ABC Background Briefing - Jo Chandler

Climate change is here, and Australian agriculture is acutely feeling the effects. Three farmers explain how it's impacting their lives and livelihoods.
George Mills at Panshanger, near Longford in Tasmania. (ABC Rural: Rosemary Grant)
Climate change makes farming more of a gamble than it ever was. It should be a complete concern to everyone who eats on this planet, because the whole world is going to be gambling on food production.
Real-world observations of temperature spikes, pasture growth and grape harvests across southern Australia reveal that the landscape is heating up at rates experts did not expect to see until 2030.
In some instances the rates of warming are tracking at 2050 scenarios.
Scientists concerned that climate change is biting harder and faster than models anticipated are campaigning for more research investment to protect Australia's $58 billion agriculture industry from extreme weather.
Background Briefing has learned that their concerns about the capability of Australian research to address climate change will be validated in an independent review by the prestigious Australian Academy of Science.
The review, due for release in the next few weeks, has identified a substantial shortfall in the nation's climate research firepower.
It's understood that the review will recommend that the number of scientists working for CSIRO and its partners on climate science needs to increase by about 90. That is almost double the current number of full time positions.
Meanwhile, the reality is already confronting farmers on the front line, many of them battered by this last year of wild conditions.
Mark McDougall on his potato farm in Tasmania. (ABC RN: Jo Chandler)
Climate change is here, there is no doubt about it ... The hip pocket is when it makes you decide it is here or not, and it hurt our hip pockets, so we know. 

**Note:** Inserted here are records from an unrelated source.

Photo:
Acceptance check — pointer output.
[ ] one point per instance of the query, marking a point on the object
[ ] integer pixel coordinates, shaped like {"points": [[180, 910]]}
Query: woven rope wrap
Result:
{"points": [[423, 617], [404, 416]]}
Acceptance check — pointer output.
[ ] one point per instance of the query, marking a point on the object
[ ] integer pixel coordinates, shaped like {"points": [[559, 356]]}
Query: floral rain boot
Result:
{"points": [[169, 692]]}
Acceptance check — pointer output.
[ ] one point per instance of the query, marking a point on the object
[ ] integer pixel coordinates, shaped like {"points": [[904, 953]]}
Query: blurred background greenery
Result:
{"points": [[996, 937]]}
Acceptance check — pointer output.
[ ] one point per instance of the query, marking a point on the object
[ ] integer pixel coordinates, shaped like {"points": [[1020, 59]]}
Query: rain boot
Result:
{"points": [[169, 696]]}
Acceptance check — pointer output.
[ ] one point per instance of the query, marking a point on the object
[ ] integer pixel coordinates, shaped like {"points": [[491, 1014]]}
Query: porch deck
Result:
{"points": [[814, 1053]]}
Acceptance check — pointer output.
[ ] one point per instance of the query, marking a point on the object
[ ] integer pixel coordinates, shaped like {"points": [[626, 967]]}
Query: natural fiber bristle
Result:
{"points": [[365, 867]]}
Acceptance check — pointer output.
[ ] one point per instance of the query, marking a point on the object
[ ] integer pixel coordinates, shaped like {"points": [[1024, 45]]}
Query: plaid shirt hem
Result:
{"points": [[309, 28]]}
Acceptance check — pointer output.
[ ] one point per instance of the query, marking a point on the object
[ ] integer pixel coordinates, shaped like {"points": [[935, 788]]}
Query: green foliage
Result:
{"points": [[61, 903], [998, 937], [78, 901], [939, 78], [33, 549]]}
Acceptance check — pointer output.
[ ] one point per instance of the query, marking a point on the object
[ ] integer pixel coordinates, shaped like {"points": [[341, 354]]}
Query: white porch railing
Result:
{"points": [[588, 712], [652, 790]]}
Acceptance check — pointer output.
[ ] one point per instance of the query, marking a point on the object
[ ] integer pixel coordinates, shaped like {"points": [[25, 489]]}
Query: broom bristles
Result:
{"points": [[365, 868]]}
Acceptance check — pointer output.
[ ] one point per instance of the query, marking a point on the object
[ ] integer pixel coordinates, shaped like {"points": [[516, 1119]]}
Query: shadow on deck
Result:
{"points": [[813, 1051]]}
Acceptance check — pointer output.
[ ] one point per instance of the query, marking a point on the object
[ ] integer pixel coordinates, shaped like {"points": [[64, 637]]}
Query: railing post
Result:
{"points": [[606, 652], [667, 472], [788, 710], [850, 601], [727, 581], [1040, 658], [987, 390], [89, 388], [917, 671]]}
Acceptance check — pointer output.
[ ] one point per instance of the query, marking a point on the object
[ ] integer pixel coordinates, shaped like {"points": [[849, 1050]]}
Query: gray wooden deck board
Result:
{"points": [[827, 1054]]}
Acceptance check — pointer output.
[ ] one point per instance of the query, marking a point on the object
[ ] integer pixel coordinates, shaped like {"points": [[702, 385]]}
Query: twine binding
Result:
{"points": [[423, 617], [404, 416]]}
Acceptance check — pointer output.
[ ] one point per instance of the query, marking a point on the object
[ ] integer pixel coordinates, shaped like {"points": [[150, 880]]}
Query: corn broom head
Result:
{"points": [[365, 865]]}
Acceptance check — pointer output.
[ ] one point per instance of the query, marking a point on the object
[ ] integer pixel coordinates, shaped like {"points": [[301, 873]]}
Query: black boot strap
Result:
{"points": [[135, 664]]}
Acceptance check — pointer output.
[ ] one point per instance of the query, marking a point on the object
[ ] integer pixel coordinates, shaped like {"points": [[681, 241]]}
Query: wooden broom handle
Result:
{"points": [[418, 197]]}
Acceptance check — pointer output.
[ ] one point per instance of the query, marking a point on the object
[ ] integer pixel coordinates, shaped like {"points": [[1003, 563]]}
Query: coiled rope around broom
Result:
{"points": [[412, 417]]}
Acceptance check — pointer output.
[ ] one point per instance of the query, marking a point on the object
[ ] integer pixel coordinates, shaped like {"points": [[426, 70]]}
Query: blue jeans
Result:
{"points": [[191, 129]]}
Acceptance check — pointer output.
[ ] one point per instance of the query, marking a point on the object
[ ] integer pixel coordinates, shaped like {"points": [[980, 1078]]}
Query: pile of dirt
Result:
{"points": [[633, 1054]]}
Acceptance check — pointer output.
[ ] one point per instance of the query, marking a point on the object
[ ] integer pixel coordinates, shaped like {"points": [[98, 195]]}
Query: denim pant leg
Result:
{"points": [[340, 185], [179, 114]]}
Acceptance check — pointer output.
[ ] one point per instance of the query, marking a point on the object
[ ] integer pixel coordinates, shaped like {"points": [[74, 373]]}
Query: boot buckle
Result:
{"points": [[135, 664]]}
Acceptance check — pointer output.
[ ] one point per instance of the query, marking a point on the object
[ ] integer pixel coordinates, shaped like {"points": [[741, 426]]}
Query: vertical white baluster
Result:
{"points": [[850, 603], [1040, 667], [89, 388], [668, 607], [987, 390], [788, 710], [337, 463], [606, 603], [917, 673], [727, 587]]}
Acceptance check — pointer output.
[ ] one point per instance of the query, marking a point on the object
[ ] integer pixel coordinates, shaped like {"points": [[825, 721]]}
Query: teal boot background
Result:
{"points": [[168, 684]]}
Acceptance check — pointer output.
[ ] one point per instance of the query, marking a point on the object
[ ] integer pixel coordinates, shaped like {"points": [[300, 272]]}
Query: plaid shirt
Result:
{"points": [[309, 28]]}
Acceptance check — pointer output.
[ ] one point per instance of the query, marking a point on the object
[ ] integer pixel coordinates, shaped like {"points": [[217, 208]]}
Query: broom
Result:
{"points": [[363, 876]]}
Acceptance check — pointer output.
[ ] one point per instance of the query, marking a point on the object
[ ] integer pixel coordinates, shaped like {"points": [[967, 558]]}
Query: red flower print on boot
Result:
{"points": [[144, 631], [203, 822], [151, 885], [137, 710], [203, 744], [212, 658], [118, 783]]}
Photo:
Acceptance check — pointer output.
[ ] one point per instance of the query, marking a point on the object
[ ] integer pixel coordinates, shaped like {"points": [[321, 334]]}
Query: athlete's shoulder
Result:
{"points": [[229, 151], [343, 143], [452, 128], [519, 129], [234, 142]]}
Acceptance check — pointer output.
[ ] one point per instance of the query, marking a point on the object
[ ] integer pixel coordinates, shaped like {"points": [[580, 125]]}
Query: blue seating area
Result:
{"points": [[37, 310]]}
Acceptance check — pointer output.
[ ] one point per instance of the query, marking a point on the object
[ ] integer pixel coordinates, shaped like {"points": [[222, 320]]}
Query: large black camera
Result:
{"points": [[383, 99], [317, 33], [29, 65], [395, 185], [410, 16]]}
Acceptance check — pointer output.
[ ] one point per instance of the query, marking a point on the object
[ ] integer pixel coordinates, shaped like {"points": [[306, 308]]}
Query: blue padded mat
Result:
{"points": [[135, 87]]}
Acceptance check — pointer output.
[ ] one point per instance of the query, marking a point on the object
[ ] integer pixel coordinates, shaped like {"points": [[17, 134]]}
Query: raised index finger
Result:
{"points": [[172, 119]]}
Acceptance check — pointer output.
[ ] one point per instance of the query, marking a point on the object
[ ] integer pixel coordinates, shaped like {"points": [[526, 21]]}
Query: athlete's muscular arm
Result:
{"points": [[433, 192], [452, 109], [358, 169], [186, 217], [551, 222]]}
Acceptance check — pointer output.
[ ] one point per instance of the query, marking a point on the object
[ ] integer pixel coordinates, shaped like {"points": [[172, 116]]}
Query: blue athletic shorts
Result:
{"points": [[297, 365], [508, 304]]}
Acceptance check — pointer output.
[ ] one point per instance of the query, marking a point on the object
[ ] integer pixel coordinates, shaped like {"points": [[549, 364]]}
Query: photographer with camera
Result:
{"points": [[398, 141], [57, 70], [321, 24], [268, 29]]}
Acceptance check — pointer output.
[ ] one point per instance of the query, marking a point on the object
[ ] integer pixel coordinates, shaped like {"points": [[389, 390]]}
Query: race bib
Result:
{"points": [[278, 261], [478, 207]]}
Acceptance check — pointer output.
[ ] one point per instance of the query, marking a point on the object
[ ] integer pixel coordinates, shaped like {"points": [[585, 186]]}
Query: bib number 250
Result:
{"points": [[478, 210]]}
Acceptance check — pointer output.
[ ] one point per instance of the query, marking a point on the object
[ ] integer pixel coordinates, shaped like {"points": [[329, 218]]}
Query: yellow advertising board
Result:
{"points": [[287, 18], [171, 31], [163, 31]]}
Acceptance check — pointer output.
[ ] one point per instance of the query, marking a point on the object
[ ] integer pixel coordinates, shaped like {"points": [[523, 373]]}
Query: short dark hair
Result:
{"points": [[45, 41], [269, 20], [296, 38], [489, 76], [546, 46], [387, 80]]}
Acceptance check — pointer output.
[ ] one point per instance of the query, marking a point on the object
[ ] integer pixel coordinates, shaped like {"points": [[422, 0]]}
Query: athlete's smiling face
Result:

We're going to be still digging spuds at the end of September. We've never done that before, ever — it's a bugger. It's normally the end of May, middle of June, so we're miles behind. We pre-watered before we even planted the crop. Then as soon as we planted, we were watering straight away, then we went from that through until January. We got a rain event at the end of January which wiped out about 1,500 tonnes. Then at the end of April we got another rain event, and lost about another 1,500 tonnes. It costs about $1,000,000 of turnover. It's people we employ who don't get to work. It affects the community, it affects everyone. If that's not climate change, I don't know what is. I've been farming this area all of my life. I've only ever seen one dry period like that before, but never seen the rain events like that.
Brett McClen, chief viticulturist at Brown Brothers. (Supplied: Brown Brothers)
We are seeing grapes ripening faster and ripening within a much shorter timeframe than they once did.